Since February, 1,728 Yellowstone bison have been killed or removed under the program.

There has never been a documented bison-to-cattle transmission of brucellosis, but ranchers say the state was running that risk by allowing bison to linger outside the park’s western boundary as cattle are set to return to the area within the next several days.

“They have to be hazed back in, captured or shot,” said Errol Rice with the Montana Stockgrowers Association. “Now’s the time to be extremely cautious, not more tolerant of bison in Montana.”

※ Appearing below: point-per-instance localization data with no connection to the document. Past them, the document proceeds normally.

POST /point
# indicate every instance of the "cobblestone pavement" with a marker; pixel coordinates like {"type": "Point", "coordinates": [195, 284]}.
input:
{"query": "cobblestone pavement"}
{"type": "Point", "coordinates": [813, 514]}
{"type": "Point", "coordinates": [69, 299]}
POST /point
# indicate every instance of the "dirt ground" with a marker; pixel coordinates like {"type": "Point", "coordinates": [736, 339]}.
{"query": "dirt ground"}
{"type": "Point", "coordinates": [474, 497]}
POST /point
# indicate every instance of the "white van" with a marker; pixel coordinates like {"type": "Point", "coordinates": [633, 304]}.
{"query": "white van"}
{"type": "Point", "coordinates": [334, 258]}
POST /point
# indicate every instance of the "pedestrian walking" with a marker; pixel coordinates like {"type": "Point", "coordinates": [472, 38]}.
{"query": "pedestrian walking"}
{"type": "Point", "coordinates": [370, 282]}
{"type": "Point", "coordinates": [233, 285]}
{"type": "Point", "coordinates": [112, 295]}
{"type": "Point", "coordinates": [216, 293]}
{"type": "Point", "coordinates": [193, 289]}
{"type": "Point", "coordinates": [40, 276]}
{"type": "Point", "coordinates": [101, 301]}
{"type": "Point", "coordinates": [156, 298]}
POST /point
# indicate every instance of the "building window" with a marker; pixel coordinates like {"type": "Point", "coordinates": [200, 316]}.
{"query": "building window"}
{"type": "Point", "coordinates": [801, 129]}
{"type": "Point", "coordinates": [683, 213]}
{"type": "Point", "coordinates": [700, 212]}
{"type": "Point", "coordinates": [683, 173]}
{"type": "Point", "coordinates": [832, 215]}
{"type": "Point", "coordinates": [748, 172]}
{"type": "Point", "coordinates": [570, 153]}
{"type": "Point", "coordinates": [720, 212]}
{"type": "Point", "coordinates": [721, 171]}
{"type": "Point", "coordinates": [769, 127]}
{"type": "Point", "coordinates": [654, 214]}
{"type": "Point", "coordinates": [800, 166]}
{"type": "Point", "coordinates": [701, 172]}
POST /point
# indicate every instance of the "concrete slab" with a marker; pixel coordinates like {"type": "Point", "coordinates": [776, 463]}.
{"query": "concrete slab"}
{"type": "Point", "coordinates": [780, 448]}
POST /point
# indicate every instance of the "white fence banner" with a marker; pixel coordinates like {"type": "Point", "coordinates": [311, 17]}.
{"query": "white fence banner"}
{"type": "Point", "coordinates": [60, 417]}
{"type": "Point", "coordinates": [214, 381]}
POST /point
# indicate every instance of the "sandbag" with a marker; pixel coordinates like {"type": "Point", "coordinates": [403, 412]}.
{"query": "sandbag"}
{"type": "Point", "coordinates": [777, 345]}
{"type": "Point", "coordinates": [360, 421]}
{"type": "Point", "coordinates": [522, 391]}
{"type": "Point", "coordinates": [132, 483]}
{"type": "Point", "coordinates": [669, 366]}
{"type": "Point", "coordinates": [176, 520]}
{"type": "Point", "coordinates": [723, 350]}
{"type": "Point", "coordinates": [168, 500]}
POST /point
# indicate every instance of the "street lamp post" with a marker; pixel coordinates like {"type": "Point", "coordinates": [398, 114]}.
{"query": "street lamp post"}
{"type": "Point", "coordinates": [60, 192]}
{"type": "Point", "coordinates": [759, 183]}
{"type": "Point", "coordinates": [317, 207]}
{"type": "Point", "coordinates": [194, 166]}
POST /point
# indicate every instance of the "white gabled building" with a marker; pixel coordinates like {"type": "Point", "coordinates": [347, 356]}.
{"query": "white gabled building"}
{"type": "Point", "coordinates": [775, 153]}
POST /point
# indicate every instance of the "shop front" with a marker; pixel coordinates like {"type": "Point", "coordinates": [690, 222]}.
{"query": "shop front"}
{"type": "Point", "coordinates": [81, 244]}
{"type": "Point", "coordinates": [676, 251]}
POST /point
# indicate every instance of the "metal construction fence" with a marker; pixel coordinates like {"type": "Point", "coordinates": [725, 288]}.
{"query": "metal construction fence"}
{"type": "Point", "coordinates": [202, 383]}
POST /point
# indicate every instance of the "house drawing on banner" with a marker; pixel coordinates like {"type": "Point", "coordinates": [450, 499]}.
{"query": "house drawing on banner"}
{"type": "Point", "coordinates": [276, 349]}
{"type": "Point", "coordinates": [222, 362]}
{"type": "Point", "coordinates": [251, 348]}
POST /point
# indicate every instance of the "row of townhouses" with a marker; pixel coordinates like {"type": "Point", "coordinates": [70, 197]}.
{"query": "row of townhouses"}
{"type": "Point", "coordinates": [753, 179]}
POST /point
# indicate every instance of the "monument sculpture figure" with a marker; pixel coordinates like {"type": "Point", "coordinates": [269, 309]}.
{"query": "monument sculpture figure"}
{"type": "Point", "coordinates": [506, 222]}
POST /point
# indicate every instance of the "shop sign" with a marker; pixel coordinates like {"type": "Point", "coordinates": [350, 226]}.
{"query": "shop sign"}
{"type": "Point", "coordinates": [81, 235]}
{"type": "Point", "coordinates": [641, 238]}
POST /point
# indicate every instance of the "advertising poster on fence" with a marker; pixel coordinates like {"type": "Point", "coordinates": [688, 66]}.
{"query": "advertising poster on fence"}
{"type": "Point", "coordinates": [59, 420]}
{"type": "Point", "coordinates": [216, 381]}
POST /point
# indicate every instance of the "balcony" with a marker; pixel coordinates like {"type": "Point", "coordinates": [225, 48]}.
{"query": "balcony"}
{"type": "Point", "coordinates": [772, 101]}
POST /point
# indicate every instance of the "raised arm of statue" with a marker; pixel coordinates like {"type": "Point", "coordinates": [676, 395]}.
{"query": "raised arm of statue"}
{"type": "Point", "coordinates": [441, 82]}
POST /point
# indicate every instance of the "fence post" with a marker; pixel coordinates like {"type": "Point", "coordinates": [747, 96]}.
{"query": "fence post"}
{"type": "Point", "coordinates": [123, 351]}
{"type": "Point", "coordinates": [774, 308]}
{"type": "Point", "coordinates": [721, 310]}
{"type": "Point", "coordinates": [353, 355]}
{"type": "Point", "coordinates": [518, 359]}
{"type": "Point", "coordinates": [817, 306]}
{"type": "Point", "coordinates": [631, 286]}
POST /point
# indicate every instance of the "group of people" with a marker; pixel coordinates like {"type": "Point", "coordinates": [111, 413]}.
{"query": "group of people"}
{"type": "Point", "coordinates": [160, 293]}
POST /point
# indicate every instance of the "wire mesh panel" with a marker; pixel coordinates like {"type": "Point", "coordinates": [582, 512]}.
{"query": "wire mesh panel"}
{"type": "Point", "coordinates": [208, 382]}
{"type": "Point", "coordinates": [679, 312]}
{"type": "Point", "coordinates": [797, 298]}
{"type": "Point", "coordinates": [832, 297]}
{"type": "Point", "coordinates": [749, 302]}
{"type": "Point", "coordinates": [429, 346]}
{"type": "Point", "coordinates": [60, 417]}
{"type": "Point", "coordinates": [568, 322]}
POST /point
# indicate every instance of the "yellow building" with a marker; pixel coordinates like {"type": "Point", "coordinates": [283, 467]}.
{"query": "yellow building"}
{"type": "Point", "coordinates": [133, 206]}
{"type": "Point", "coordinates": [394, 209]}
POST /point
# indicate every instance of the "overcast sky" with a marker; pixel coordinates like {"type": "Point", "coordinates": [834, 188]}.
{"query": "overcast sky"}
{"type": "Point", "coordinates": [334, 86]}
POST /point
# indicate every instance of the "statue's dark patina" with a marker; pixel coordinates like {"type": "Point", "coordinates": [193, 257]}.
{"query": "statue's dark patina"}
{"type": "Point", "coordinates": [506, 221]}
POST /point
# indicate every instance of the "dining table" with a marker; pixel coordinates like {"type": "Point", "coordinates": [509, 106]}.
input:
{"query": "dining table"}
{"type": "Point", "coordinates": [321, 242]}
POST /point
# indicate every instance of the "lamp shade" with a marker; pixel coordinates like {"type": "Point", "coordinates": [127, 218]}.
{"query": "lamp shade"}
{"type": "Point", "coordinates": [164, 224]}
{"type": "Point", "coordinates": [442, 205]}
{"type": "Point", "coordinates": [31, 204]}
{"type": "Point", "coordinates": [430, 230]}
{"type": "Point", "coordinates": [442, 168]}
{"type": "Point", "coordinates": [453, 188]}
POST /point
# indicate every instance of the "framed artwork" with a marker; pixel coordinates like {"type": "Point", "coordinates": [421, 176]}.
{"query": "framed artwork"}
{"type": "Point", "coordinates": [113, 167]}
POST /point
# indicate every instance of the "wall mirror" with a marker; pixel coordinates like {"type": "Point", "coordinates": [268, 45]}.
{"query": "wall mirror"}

For the last three years, state officials have allowed bison to linger outside the park past a May 15 deadline outlined in the 2000 federal-state agreement.

On Wednesday, the stockgrowers group and two ranchers went to court in Helena to compel the Department of Livestock to comply with the agreement – just hours before the state said between 85 and 100 of the animals would be pushed back into the park from 700 acres owned by the Galanis family.

Despite the state’s later pledge to act, Rice said his group would continue to press its case in court to make sure Montana abides by the agreement in future years.

A brucellosis outbreak last year near Bridger, Mont. – an occurrence linked to elk, not bison – put the state on the verge of losing its federal disease-free status. If another outbreak occurs before July 2009, ranchers statewide would face a costly vaccination and testing program.

Department of Livestock spokesman Steve Merritt said his agency had delayed action on the bison herd until it could talk with the Galanis family on Wednesday. In the interim, Merritt said the state had concentrated on removing bison from other areas outside the park.

“They will be removed, and they will be removed shortly,” Merritt said. “We have authority to go on private land to do it, but we wanted to work things through.”

An attorney who participated in Wednesday’s meeting said the Galanis family continued to oppose the hazing or removal of bison from their property. But the attorney, Tim Preso with the group Earthjustice, said he was not aware of any plans by the family to try to stop the hazing.